La fin des vacances approchent et quoi de mieux pour se motiver que de connaitre les dates des prochaines vacances. Il suffit qu’elles apparaissent toutes seules sur l’agenda du téléphone.

Cela est valable aussi bien sur téléphone, sur PC ou tablette. Comme les agendas sont de plus en plus synchronisés sur les différents appareils, cela permet d’avoir toujours son agenda sous la main.

Comment procéder ?

1/ Il faut d’abord récupérer sur le site du ministère le calendrier désiré. Le format « iCalendar » (« iCal » pour les intimes) est un standard dédié aux données d’agenda. Les fichiers de ce type se terminent par l’extension « .ics » ou « .ical ».

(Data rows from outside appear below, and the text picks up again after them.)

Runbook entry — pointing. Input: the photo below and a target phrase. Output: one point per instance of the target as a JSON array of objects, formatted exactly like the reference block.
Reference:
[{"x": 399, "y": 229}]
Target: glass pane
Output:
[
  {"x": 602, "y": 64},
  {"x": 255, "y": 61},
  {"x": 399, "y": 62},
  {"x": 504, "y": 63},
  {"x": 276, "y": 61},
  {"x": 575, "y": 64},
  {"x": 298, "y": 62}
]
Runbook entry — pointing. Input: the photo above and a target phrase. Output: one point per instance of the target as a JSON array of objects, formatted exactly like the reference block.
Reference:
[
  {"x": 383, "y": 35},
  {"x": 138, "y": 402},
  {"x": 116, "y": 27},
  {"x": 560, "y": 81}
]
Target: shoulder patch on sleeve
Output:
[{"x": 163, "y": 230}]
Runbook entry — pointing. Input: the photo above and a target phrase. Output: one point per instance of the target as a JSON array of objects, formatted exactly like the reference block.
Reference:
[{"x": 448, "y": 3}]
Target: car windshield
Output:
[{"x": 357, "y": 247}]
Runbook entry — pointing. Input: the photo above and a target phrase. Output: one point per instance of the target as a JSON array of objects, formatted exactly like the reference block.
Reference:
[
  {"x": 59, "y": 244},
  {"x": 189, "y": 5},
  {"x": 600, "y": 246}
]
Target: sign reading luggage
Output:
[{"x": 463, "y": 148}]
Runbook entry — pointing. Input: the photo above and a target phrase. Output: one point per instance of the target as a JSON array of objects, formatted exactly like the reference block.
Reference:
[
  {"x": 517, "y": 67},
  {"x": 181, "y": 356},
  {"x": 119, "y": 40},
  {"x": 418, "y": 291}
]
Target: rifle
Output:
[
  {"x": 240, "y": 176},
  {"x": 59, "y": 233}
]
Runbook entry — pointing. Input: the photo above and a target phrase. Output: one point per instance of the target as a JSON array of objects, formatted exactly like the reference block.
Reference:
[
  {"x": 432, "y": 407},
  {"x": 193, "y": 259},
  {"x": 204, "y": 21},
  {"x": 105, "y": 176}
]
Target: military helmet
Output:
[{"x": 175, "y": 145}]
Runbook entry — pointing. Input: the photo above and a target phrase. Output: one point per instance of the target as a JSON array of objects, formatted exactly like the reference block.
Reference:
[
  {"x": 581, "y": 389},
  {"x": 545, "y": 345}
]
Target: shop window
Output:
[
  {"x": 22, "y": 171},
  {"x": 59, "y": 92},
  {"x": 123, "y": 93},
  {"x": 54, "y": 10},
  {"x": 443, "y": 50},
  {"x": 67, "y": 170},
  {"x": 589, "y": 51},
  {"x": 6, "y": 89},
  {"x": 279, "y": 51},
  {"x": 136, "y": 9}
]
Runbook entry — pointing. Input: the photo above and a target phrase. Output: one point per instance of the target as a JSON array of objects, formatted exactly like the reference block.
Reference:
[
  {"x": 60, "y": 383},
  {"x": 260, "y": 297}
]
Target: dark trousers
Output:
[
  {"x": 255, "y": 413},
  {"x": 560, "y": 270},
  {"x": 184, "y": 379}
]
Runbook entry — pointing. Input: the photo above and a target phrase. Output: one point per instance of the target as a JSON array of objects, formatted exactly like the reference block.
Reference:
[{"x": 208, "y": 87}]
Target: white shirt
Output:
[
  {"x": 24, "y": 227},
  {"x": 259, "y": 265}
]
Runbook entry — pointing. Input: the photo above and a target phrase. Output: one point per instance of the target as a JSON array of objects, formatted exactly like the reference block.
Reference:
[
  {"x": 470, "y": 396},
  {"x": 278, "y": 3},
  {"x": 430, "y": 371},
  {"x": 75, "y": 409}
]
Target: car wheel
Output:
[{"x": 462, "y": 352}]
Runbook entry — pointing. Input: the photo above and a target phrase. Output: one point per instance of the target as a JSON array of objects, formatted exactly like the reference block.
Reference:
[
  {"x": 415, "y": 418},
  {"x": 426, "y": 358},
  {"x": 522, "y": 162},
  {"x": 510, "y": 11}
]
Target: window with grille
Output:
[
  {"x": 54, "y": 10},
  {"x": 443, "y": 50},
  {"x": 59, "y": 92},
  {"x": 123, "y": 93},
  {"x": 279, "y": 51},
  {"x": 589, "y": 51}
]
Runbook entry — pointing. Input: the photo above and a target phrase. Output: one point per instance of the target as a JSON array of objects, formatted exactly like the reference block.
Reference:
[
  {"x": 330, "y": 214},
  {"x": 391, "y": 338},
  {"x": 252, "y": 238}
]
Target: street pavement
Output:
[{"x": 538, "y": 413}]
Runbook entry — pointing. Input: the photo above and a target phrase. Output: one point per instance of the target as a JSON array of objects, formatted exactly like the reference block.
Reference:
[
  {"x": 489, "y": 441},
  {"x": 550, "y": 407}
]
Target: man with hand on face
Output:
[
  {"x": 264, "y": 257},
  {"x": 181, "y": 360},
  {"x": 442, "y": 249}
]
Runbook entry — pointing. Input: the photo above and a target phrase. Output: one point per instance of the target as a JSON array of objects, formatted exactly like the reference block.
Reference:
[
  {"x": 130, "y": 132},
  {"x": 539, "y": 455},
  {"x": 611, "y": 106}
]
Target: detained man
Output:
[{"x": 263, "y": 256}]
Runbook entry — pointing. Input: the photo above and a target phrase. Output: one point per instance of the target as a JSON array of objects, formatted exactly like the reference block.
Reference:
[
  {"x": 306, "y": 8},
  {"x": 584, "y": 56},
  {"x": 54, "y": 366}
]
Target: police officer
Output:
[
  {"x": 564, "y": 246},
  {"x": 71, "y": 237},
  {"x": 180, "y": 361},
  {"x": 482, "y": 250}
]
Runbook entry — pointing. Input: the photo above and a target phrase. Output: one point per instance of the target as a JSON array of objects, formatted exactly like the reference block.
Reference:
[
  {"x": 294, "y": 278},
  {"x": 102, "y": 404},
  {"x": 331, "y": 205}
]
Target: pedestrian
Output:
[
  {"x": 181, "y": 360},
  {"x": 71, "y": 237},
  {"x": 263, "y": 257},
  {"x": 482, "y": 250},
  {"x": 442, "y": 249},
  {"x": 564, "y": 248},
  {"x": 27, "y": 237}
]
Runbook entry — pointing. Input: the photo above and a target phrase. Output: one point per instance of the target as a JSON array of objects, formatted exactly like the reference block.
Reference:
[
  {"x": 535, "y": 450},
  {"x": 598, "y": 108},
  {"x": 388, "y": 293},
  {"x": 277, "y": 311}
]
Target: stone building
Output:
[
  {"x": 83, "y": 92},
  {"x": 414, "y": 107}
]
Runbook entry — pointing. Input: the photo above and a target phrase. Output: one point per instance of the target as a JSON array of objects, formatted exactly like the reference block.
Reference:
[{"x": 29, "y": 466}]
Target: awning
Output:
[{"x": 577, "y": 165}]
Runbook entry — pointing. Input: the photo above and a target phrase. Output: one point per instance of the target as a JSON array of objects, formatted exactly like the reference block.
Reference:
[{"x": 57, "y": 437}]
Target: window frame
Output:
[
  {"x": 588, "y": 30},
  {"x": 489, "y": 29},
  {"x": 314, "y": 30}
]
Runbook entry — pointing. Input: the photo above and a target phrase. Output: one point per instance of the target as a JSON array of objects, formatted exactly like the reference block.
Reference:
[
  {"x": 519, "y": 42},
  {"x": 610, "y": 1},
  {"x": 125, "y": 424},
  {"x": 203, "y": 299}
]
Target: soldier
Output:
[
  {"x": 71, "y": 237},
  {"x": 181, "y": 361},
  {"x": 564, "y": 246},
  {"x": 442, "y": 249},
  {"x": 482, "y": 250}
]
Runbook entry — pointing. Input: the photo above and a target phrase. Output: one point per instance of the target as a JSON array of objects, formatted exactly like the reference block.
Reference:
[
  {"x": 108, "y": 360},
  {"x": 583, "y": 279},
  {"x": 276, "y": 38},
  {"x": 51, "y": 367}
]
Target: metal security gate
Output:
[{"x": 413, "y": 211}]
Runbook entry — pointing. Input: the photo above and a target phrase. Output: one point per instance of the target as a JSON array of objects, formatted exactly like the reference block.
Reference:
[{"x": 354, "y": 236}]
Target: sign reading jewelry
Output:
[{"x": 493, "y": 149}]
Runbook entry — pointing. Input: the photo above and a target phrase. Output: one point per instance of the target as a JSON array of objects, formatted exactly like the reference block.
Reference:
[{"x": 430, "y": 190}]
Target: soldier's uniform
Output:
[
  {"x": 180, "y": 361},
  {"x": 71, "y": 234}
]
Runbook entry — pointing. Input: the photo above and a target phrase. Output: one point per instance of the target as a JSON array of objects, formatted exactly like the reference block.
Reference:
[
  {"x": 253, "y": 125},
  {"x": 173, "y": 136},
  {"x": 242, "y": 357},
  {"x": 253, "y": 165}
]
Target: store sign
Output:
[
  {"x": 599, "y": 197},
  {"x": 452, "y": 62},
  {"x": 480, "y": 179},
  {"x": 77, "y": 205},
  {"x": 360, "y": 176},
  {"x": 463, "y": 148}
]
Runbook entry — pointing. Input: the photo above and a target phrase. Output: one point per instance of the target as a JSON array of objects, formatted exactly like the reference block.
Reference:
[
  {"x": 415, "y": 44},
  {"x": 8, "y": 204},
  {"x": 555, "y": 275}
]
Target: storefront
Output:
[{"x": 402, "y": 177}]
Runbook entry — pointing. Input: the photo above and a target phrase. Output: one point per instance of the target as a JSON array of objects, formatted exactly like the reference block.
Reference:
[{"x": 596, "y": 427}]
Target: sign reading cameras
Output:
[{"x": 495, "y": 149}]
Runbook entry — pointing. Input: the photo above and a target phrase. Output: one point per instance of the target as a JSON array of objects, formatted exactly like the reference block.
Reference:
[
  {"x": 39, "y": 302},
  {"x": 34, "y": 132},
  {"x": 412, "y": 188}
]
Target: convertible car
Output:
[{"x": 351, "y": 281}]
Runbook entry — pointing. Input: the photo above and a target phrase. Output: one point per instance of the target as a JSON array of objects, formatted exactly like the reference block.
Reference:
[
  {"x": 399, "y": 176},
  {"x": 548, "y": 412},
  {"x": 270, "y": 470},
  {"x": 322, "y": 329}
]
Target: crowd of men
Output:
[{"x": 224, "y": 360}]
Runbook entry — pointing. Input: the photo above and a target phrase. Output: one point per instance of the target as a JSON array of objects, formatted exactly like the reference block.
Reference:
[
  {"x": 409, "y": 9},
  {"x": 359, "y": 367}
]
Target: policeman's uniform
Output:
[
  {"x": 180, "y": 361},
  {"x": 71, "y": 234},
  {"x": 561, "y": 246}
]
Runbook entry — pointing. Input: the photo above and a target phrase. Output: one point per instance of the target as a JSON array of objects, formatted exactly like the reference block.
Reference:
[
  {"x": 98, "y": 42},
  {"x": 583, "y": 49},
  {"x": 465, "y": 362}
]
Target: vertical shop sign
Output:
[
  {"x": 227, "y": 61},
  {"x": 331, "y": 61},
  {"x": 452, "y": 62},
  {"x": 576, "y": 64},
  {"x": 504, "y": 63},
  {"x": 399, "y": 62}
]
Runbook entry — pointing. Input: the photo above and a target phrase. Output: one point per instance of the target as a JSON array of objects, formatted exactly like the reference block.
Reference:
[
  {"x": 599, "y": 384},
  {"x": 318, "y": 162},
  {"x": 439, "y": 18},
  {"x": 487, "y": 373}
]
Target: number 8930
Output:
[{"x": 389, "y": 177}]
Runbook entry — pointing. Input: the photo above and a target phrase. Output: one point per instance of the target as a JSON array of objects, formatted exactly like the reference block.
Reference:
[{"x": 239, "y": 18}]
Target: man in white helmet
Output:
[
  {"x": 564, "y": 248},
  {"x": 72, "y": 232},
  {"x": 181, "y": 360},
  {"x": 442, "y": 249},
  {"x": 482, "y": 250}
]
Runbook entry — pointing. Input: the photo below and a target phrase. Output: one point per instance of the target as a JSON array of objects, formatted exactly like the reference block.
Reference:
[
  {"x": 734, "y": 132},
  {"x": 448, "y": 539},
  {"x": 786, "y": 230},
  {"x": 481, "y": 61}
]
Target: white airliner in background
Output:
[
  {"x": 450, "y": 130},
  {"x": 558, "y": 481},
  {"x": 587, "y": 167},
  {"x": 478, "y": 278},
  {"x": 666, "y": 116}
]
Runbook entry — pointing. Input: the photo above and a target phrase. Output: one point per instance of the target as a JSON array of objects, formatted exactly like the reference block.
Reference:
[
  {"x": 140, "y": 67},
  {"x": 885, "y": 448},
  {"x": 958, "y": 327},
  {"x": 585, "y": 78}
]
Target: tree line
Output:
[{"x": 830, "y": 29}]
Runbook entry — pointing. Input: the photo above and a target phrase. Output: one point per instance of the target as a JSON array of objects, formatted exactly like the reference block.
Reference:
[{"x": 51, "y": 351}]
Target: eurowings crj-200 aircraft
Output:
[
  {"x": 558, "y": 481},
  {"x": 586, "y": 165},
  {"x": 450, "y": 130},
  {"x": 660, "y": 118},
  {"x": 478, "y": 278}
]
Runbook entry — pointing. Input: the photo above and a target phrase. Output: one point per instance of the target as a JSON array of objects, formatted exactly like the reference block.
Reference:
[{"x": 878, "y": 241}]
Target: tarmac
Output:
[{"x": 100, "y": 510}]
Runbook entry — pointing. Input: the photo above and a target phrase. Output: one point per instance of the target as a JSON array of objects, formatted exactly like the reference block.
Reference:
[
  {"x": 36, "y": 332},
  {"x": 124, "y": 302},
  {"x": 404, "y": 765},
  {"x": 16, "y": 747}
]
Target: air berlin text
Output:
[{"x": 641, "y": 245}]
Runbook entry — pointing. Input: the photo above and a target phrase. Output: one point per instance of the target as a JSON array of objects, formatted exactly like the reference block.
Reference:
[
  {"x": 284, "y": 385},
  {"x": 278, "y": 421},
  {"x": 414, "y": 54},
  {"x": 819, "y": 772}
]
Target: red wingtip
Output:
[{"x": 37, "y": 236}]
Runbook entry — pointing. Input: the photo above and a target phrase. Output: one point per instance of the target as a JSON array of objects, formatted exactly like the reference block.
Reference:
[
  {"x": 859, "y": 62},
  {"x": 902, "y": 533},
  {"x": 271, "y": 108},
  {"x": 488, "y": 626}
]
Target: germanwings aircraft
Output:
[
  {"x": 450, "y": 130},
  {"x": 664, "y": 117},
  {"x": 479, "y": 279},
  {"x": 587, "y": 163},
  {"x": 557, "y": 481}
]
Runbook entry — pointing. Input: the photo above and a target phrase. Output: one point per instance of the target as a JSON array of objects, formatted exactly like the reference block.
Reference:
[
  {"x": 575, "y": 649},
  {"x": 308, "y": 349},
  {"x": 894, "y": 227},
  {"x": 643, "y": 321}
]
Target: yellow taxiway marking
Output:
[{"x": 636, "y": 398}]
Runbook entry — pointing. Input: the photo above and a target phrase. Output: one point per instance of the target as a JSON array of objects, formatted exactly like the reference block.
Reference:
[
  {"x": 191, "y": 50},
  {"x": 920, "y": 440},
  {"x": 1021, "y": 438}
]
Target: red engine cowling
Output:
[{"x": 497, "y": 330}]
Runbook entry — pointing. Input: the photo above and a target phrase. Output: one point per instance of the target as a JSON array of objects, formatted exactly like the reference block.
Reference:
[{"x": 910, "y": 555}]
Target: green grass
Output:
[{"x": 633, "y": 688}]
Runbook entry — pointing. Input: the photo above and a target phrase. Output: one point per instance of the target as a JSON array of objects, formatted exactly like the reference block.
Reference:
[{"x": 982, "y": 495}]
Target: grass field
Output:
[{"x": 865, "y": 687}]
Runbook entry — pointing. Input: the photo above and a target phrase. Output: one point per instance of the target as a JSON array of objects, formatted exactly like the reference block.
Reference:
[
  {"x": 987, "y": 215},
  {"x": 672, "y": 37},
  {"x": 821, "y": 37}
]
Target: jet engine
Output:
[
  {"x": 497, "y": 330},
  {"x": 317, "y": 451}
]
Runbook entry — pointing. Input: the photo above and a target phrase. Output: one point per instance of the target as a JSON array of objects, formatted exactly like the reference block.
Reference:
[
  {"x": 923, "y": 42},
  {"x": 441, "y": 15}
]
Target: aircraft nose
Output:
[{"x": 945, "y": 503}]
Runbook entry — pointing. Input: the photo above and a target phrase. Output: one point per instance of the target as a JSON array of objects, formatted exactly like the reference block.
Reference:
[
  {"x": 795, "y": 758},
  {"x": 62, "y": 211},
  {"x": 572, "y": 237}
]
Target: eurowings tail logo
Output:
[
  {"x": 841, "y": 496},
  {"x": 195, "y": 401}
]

L’intégration de l’agenda n’est possible que sur PC. L’application Agenda sous Androïd ne permet pas d’intégrer directement d’autres agendas.

 

Pour cela cliquer sur Télécharger

2/ L’importer dans l’agenda

Ouvrir l’application agenda. Ici ce sera Google Agenda.

Là il y a deux méthodes possibles : soit on importe directement le fichier (Méthode 1), soit à partir de l’URL (Méthode 2).

Méthode 1 : A partir du fichier

  • Choisir Importer

  • Choisir le fichier sur votre ordinateur et valider. Le fichier s’ouvrira et installera tout seul les dates des vacances sur votre agenda. Il suffit de le synchroniser ensuite.

Méthode 2 : A partir de l’URL (a privilégier à la méthode 1)

  • Copier le lien URL du calendrier
  • Cliquer sur « A partir de l’URL »
  • Coller l’URL

Sur le blog de Julien Delmas, on trouve également au même format le calendrier des jours de paie de l’Education Nationale. Il suffit de suivre la même procédure.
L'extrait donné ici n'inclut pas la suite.